Anyhow, after all that, I had good reason to think that I knew practically everything there was to know about asteroids and their threat to Earth — until this summer, when Brig. Gen Pete Worden, deputy director of the U.S. Space Command, disabused me of that notion. Though the asteroid detection program has so far concentrated on finding the big guys, civilization-ending monsters about six-tenths of a mile across or larger, Worden thinks that the more plentiful, and harder-to-detect smaller ones present a more imminent threat.
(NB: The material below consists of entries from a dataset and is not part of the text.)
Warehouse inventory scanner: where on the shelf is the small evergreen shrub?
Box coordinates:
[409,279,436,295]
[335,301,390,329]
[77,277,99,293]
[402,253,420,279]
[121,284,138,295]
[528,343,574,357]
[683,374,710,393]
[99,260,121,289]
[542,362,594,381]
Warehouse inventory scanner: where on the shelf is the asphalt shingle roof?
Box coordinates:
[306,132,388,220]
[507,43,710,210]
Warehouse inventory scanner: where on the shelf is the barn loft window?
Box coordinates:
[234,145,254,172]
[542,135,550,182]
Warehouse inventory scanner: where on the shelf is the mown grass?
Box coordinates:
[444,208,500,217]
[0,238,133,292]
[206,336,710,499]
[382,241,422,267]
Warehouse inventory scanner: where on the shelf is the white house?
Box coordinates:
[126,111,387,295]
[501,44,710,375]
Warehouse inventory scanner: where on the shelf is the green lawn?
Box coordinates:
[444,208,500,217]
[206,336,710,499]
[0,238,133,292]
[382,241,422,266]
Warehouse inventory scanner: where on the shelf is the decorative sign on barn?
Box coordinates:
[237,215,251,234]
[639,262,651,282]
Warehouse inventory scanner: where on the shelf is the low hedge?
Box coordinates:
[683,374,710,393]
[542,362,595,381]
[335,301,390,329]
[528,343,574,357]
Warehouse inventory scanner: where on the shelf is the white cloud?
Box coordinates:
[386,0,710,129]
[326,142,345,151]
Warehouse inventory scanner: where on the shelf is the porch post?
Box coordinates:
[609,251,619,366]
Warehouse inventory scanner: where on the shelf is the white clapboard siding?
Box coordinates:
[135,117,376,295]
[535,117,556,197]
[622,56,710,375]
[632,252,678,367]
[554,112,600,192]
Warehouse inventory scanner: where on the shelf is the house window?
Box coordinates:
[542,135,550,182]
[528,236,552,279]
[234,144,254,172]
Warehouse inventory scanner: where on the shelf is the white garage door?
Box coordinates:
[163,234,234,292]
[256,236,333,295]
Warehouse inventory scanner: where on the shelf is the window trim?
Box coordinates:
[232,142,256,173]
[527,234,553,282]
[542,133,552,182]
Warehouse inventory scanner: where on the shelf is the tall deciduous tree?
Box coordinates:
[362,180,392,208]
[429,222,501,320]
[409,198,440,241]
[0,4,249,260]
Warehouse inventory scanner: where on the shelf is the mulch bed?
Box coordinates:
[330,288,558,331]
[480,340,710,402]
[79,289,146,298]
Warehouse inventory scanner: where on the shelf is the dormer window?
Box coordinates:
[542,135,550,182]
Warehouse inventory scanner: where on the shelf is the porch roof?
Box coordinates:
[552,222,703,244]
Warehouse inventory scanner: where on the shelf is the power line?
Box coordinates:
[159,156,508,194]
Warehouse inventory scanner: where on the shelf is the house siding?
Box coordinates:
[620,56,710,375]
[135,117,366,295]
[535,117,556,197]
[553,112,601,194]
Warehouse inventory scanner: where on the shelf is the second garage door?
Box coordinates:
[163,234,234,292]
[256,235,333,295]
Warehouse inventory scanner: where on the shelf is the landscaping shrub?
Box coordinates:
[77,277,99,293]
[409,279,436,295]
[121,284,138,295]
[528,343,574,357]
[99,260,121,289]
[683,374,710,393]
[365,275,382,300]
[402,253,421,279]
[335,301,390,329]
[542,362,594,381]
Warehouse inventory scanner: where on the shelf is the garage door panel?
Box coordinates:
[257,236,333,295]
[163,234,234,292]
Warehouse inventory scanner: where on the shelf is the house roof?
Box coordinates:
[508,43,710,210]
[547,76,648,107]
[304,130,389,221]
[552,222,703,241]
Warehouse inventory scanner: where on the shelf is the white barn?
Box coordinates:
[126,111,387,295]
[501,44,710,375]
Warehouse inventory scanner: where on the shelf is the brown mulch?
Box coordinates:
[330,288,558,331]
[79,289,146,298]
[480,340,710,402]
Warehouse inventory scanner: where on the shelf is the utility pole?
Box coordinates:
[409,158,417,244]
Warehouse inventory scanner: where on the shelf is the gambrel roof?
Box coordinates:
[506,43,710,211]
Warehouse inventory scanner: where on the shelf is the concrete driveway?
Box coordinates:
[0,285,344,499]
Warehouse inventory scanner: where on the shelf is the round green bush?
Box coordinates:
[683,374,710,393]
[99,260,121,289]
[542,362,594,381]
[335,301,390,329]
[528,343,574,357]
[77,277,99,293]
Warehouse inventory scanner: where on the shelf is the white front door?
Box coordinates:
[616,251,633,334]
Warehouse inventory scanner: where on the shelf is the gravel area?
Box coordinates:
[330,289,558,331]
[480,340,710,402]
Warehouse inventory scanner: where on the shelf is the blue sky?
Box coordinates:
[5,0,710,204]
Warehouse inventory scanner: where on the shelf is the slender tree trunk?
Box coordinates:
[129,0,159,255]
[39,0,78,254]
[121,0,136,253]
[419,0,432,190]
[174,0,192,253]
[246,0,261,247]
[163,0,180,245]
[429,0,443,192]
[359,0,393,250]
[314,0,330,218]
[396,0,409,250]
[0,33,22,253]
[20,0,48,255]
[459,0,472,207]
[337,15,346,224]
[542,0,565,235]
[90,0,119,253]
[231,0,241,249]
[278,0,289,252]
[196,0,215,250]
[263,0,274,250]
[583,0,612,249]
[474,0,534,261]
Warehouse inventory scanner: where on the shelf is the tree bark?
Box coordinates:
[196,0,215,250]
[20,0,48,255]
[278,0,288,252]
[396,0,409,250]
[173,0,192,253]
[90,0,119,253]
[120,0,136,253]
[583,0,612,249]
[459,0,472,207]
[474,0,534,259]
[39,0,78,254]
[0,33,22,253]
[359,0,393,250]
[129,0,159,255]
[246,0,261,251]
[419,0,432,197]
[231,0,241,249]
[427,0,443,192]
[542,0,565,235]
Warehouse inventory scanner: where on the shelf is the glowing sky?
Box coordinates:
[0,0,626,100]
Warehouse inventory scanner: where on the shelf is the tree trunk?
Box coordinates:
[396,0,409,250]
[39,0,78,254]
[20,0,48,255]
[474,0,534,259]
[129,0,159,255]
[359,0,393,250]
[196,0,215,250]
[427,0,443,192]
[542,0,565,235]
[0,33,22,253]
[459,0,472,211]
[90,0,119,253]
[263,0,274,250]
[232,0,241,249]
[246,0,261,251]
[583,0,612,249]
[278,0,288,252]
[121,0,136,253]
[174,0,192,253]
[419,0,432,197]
Many of these asteroids are not massive enough to penetrate the atmosphere and strike Earth. But, as they hurtle into the atmosphere at tens of thousands of miles per hour, friction heats them so rapidly that they explode before reaching the ground. By now, we've all heard of the asteroid, about 300 ft. in diameter, that in 1908 exploded about five miles above the uninhabited Tunguska region of Siberia. The blast, estimated today at 10 megatons, burned and felled trees and killed wildlife over an area of several hundred square miles. And as recently as 1996, an asteroid exploded over Greenland with the equivalent of a 100 kiloton blast. Had either of these intruders from space met their demise over, say, London or New York, hundreds of thousands might have perished. That's bad enough, and we'd certainly better start looking harder for the smaller guys. But, as Worden warns, these diminutive asteroids can trigger a danger even greater that their explosive potential. Last June for example, during the standoff between nuclear powers India and Pakistan, an asteroid no more than 30 feet across exploded over the Mediterranean sea with the force of a one kiloton bomb. Had that blast occurred anywhere over the subcontinent, Worden fears, neither side could have distinguished between a nuclear blast and an exploding asteroid. Mistaking the event as a first strike, they might have launched a nuclear exchange and killed millions. Worden wants the U.S., which has the technology to identify the nature of these air blasts, to set up a warning center that could reassure rival nuclear-armed nations on the subcontinent, as well as in Asia and the Middle East, that they are under asteroid, not nuclear, attack. Until that kind of center is up and functioning, my new asteroid dreams will not have happy endings.